Le journaliste Politologue, Babacar Justin Ndiaye, analyse dans cet entretien la sortie du président de Rewmi, Idrissa Seck sur l’an I de Macky Sall au pouvoir et l’arrêt de la Cour de la Cedeao sur la liberté de circulation des responsables libéraux cités dans l’affaire des biens mal acquis.

 
Le Président de Rewmi Idrissa Seck a fait une sortie bruyante sur l’An 1 de Macky Sall. Quels commentaires en faites-vous ?

Il n’y a rien d’insolite ou d’anormal à mes yeux dans les critiques, les conseils et les analyses exprimés à haute voix, par  Idrissa Seck. Le bruit, la controverse et le duel des opinions sont consubstantiels à la vie démocratique d’un pays. Rien ne m’émeut ; rien ne m’impressionne dans tout cela. Pour deux raisons. Premièrement, le Sénégal n’est politiquement ni une dictature ni une tyrannie. Donc ses habitants ne seront jamais abonnés au mutisme, encore moins à la résignation. Deuxièmement Idrissa Seck est un homme politique qui porte en bandoulière, c’est-à-dire sans aucun camouflage, son ambition pour la plus haute station du pays. D’où son regard constamment rivé sur la conjoncture et sa quête perpétuelle d’un contexte opportun, c’est-à-dire d’une faille pouvant lui servir de rampe de lancement vers les orbites les plus hautes.  Or la conjoncture lui semble stratégiquement porteuse voire prometteuse. Observons ensemble : La majorité a absorbé toutes forces significatives à l’exception du PDS éprouvé par une traque qui ressemble à une chasse à courre. C’est là un consensus parfaitement stabilisateur mais fâcheusement soporifique. D’autant que la Société civile censée servir de contrepoids s’est liquéfiée avec ses figures de proue – suivez mon regard – qui sont allées à la soupe. Eh bien, face au désert et face aux populations orphelines de défenseurs, mais recrues de frustrations et d’insatisfactions, le renard Idrissa Seck s’est démarqué avec bruit et brio, pour capter les dividendes nés des interrogations et des doutes croissants.
Lors de cette interview-marathon, Idrissa Seck a versé de chaudes larmes. Comment analysez-vous cela ?

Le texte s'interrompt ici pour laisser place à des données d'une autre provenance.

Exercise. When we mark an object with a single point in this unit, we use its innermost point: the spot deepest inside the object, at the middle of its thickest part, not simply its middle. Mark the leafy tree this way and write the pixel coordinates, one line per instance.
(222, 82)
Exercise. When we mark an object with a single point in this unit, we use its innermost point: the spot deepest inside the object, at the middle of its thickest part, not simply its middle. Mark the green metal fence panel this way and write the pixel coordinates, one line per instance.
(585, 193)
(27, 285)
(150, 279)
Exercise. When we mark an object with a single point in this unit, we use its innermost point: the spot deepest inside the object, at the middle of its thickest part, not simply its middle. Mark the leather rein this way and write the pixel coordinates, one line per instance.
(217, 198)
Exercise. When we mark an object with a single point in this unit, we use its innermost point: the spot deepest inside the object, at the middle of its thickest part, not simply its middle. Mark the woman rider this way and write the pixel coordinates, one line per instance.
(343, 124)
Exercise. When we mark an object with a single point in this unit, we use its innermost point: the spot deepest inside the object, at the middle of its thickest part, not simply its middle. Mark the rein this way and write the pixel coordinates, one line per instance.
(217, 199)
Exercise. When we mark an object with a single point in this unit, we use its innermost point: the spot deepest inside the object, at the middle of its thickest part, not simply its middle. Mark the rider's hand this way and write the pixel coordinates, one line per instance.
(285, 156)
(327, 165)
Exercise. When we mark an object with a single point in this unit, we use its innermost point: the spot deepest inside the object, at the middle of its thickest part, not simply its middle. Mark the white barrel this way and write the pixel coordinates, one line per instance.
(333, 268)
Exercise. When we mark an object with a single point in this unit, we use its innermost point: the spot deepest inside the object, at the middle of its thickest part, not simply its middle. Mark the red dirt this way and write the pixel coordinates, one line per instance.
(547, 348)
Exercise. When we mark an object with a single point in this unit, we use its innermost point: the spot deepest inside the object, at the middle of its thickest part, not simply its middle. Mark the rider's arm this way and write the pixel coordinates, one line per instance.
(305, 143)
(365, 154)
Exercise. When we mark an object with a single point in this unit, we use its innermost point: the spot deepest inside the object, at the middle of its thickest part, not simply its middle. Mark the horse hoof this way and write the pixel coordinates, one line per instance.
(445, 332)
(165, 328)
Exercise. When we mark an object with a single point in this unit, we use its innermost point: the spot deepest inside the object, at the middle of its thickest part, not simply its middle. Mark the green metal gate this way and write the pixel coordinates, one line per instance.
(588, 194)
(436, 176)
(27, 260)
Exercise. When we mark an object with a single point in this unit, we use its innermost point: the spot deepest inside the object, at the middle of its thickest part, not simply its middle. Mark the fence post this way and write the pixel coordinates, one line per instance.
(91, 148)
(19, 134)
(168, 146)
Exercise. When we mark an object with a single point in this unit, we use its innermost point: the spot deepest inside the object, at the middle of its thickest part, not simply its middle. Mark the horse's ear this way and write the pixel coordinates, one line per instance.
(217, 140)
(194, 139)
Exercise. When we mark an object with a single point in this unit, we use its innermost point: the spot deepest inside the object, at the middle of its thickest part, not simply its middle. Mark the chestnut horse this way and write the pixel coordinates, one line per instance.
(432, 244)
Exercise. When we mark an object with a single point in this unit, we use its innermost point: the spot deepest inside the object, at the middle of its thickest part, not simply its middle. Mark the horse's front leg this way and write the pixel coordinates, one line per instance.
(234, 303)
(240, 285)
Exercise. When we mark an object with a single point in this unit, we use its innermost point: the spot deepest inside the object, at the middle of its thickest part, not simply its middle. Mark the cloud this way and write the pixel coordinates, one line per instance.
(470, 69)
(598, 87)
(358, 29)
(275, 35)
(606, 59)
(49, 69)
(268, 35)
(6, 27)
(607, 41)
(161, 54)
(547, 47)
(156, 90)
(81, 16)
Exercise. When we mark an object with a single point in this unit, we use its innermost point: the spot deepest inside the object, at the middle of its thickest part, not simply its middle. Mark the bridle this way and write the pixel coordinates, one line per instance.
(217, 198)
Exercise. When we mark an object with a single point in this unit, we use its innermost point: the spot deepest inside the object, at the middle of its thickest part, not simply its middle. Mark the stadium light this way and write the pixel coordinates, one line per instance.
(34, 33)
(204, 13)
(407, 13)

Devrai-je psychanalyser peut-être ? Rires…A mes yeux, le maire de Thiès a commis un impair politiquement dévastateur. Quelque part, il s’est auto-démoli, lui qui a passé 7 mois en prison, sans gémir, sans chercher une intermédiation auprès des marabouts, encore moins capituler devant Wade, jusqu’au non-lieu rendu par la commission d’instruction de la Haute Cour de justice. Par ailleurs, l’homme politique et l’homme d’Etat sont prédestinés à s’accommoder de la tempête et de l’orage. D’où l’image du chef doté de carrure, de cran et de trempe qui doit s’afficher en tout temps et en tout lieu. L’homme politique peut évoquer en public, « les larmes, la sueur et le sang » comme l’avait fait Winston Churchill sous les bombes allemandes. Mais ne jamais les verser devant les caméras…
Après les critiques du Président de Rewmi, certains responsables de l’APR ont préconisé l’éviction des ministres issus de cette formation. Est-ce la meilleure réponse ?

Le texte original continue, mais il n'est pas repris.